Thanks to our friend Nikki Landry from Fresh 94.7 in Washington DC for the great reply:

"I agree with most of what you wrote. here are a few  deliminas inwhich I'm finding today. (I hear it on stations!!) Programmers are more worried about keeping their jobs, doing reports for corporate that they become disengaged in their talent. Talent needs to feel love too. Although some are high maintenance and I'll be the first to admit that at times I am gulity of that. But what you get in return is a super talent who pushes your product with excitement! What we need is to have programmers back to programming and developing talent. Get excited about your it used to be. I remember so many times a PD would LOVE to show off the jingles and the imaging/promotions of the station..they were PROUD of it..and they had every right to be so....and it was fun and it was inspiring to the talent. Now, it seems they are too busy to be excited about the station and too preoccupied to convey this to the jocks. I say bring back radio the way it was back in the 70's,80's and 90's...FUN!Stop the greed of the ole mighty dollar,  money will follow if you have a successful product.  Make radio live again, believe in what your selling and bring the listeners back...and cut the crap about liner jocks..get real radio..because radio isn't going anywhere...unless you're handing out Ipods..."


  1. "Great, let's let, in some cases, mundane air talent recommend the programmer that will be the least threat to the preservation of their lack of involvement. "

    How true. I'm a PD with a very good history, record ratings and great turnarounds in most situations. I also know I wasn't well-liked by everyone, nor everyone's good pal at these stations (meaning airstaff). But the job was done with great success due to the necessary discipline needed. Nobody likes that. Would these people invite me to party with them? Most would not, as very few seem to "get it". It's the easy way out for a lot of people.

    I believe if everyone likes you a whole lot, something's not getting done or said that needs to be, and the results probably reflect it. My previous station: down 50% in share (worse in ranking) since I left. One before that, down 40%. But hey, everyone loves the new PD's LOL. I sure I was called a**hole quite a bit behind my back while there, but the results speak for themselves. I get along fine with those who "get it" and who have a work ethic.

  2. Gina Preston Caplan commented on your note "REWIND 2009 - WHAT WENT WRONG ON OUR SIDE Chuck Geiger":

    "Here's what went wrong from my point of view:
    *deregulation allowed owners to purchase massive quantities of stations which looked like a good investment in the go-go 90s.
    *that necessitated economy of scale if they were going to pay back these massive debts.
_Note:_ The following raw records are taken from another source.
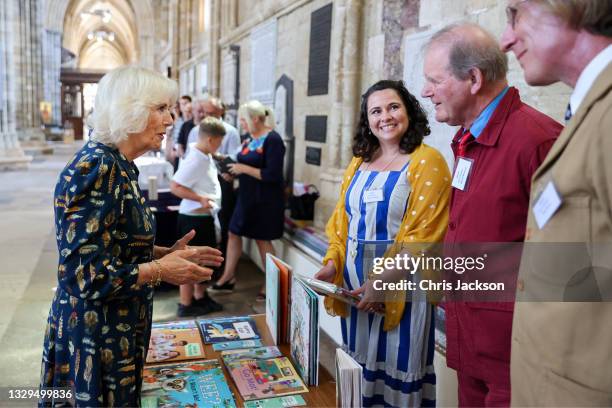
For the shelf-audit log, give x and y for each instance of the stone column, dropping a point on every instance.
(11, 154)
(28, 54)
(214, 51)
(52, 61)
(346, 60)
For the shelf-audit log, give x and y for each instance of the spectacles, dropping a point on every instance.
(511, 13)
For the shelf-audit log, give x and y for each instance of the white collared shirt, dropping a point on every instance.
(588, 76)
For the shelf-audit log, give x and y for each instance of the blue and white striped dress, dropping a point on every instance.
(397, 364)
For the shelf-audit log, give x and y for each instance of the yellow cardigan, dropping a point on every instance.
(425, 221)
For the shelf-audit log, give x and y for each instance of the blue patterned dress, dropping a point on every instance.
(99, 324)
(397, 364)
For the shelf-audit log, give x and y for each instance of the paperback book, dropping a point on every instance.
(256, 379)
(349, 375)
(329, 289)
(175, 341)
(278, 402)
(191, 384)
(237, 344)
(258, 353)
(278, 277)
(228, 328)
(304, 333)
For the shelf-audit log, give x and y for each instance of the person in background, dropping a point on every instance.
(259, 212)
(504, 140)
(395, 190)
(561, 351)
(99, 324)
(191, 116)
(213, 107)
(196, 182)
(181, 115)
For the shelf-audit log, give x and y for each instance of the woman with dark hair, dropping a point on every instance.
(395, 190)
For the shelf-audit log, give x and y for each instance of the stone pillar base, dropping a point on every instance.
(331, 180)
(14, 160)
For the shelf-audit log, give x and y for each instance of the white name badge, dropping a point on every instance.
(462, 173)
(373, 196)
(546, 205)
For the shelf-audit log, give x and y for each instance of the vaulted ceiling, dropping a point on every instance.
(84, 28)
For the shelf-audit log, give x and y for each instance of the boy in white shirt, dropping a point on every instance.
(196, 182)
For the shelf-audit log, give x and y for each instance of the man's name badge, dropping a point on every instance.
(546, 205)
(373, 196)
(462, 173)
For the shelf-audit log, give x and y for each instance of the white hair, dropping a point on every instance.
(253, 109)
(124, 101)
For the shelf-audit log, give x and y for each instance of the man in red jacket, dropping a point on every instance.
(501, 143)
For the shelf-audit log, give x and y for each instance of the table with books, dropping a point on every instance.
(235, 365)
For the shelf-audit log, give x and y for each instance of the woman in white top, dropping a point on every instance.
(196, 182)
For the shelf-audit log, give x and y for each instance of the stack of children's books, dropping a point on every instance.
(278, 300)
(191, 384)
(182, 384)
(262, 373)
(304, 330)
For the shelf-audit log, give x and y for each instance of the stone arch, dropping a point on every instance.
(55, 12)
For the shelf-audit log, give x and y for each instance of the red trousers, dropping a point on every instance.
(474, 392)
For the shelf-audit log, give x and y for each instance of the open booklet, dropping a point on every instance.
(348, 381)
(223, 162)
(329, 289)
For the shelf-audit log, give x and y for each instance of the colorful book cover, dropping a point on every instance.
(175, 341)
(258, 353)
(257, 379)
(304, 334)
(272, 298)
(278, 402)
(230, 328)
(238, 344)
(195, 384)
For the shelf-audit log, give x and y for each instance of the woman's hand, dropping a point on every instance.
(180, 267)
(206, 202)
(368, 303)
(205, 256)
(327, 273)
(237, 168)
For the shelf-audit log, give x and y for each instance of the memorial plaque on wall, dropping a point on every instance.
(316, 128)
(313, 155)
(320, 43)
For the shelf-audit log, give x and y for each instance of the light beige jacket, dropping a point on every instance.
(562, 351)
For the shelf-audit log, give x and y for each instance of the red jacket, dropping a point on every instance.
(494, 209)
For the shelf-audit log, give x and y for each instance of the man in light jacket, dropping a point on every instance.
(562, 336)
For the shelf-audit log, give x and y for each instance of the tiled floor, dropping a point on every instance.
(29, 261)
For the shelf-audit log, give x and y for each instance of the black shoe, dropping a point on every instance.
(192, 310)
(227, 287)
(209, 303)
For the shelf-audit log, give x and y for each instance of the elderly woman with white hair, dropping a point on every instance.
(259, 210)
(100, 319)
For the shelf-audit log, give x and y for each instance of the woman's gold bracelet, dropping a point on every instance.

And they realized just like you don't need 5 separate receptionists, you don't need two pds for CHR and Hot AC, as they are similar, etc
    *consultants fed the fire, because without strong pds and music directors, groups were more dependant on them than ever
    *technology chipped in with satellite syndication and voicetracking and so you lost some local flavor, but massaged the rapidly shrinking bottom line as the bottom fell out of the Internet boom and budgets that went up 20% every quarter went unmet.
    *programming dug its own grave by telling the listeners commericals were bad by emphasizing ten in a row, etc.
    *listeners agreed by flocking to iPods, satellite radio and Pandora, cume and tsl hit the toilet and the economies became even more drastic
    To my mind, the only viable solution is to present content so compelling listeners will put up with spots to listen to local and talented people. Unfortunately, most of the people who can do that are syndicated (Bob and Tom, Imus) or at Sirius/XM and with the disappearance of slots in overnight and weekends, we failed to develop minor league talent. Nearly everyone I hear in Fresno has no idea where to look for content or how to frame a compelling break. Those of us who do are probably considered washed up old timers."